Nov. 18, 2006: Presidents Bush and Putin meet in Vietnam on the sidelines of the Asia-Pacific Economic Cooperation summit in Hanoi. A deal on Russia’s WTO accession is signed, and the two leaders discuss the nuclear crises in Iran and North Korea. U.S. sanctions against the Russian aircraft maker Sukhoi are lifted.

Nov. 21, 2006: Under Secretary of State Nicholas Burns says President Bush will propose at the upcoming Riga NATO Summit a partnership program for Japan, South Korea, and Australia.

Nov. 23, 2006: Former Federal Security Service (FSB) Lieutenant Colonel Alexander Litvinenko dies in London from radiation poisoning. A relative unknown before his death, Litvinenko’s death attracts enormous attention in the international press, as a so-called example of the growing authoritarianism in Putin’s Russia.

Nov. 28, 2006: Citing Litvinenko’s death, a member of The Wall Street Journal’s editorial board writes, “It’s time we start thinking of Vladimir Putin’s Russia as an enemy of the United States.”

Nov. 28, 2006: NATO summit convenes in Riga, Latvia. It is the first NATO summit held on the territory of the former Soviet Union. In Riga, U.S. Sen. Richard Lugar urges the organization to take up the issue of the energy security of the member states.

Dec. 14, 2006: Japanese Foreign Minister Aso Taro floats a proposal for dividing the disputed Northern Territories into two equal parts, giving Japan control of three islands and part of the fourth island. The Russian reaction is expectedly cool. The Japanese press and the government subsequently dismiss his proposal off-hand.
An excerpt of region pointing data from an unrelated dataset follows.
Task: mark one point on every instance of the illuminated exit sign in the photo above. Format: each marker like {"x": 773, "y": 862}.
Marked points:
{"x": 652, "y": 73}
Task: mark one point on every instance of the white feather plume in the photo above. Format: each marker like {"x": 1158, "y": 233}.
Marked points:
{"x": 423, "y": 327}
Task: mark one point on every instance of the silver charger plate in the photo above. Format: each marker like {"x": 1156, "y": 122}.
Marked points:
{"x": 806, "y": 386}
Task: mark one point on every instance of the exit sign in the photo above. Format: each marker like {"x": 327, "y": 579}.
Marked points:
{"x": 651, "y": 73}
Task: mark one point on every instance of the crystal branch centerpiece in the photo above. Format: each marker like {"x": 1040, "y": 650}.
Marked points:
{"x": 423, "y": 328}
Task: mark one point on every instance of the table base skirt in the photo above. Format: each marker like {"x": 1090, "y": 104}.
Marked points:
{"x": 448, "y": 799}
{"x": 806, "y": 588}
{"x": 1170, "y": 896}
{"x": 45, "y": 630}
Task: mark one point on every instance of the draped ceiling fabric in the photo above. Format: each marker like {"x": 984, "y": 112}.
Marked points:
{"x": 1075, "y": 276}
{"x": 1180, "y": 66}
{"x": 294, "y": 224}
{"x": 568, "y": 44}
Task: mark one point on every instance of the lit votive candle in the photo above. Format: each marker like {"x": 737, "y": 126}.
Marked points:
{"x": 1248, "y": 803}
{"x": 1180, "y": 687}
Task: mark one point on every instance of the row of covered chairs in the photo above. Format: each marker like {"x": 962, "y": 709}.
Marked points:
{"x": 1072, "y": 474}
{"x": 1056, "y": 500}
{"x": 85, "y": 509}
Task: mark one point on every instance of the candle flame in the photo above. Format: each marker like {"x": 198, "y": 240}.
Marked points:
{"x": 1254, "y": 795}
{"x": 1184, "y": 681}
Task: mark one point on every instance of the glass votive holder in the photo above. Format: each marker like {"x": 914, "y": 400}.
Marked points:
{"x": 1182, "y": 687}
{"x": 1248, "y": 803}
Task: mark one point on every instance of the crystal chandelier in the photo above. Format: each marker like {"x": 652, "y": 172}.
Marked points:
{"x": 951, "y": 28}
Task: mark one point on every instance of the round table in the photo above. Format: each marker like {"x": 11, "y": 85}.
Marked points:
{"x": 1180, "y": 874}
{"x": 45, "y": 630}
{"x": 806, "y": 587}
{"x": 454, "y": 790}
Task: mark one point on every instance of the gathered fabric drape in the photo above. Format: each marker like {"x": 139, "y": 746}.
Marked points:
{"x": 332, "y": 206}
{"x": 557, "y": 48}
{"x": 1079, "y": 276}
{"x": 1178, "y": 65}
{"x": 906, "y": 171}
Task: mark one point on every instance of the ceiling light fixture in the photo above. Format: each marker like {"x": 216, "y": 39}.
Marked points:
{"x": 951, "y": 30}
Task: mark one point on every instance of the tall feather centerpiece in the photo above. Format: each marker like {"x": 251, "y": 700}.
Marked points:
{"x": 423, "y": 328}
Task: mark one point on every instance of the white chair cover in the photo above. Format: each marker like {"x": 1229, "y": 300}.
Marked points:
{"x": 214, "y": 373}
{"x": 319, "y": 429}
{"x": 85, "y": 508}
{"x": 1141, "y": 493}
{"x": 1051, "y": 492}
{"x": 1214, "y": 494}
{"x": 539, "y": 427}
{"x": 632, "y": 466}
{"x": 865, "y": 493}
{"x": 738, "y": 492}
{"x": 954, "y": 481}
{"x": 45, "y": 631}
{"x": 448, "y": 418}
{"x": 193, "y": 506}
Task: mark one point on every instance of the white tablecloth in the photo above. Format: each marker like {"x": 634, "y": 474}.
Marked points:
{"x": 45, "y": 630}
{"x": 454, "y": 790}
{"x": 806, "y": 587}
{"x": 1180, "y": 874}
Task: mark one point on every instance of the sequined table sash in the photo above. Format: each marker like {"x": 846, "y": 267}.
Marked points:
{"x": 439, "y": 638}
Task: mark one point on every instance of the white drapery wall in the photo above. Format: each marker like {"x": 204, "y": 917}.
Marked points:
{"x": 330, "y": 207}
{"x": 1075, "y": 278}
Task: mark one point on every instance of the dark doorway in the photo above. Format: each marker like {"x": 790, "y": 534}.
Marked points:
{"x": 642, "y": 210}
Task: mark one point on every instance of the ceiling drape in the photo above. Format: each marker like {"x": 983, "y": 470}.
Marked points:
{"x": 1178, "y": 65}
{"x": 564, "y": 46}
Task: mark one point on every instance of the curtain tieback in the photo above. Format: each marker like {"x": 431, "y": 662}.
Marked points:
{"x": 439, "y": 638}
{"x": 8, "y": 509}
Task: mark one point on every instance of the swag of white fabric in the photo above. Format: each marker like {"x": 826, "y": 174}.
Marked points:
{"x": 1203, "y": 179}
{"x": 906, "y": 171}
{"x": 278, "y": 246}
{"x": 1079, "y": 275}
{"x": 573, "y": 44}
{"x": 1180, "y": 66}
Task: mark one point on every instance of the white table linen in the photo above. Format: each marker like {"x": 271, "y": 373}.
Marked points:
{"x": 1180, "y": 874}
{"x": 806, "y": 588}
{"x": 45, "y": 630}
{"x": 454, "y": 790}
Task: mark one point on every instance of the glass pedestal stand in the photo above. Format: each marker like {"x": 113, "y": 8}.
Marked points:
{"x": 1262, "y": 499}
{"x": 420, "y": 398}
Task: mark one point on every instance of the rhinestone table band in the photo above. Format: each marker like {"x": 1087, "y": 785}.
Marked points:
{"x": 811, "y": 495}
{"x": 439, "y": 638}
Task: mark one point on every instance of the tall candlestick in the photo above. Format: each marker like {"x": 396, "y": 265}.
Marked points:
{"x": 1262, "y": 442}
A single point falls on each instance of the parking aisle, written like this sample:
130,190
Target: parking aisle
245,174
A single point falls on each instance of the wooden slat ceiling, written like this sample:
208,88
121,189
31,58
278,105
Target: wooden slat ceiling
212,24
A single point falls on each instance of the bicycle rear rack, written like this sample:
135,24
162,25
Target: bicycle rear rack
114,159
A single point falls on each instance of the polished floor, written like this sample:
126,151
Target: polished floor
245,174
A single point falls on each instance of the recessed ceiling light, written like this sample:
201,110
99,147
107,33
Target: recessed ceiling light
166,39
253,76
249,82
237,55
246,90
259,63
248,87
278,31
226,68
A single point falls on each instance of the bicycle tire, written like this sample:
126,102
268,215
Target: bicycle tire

Dec. 18-22, 2006: Six-Party Talks held in Beijing.

Dec. 20, 2006: In a telephone interview with the Russian daily Izvestia, Congressman Tom Lantos claims that Russia was better off in the Yeltsin era.

Dec. 22, 2006: Royal Dutch Shell, Mitsui & Co., and Mitsubishi Corp. (Mitsubishi) – the managing partners of the Sakhalin-2 oil and gas project – agree to the transfer of a majority of their shares to Russia’s state-run monopoly Gazprom, at a price of $7.45 billion. The impending deal has attracted international attention for months due to the heavy-handed tactics of the Russian government.

Dec. 23, 2006: UN Security Council unanimously passes Resolution 1737 to impose sanctions on Iran to curtail its nuclear program.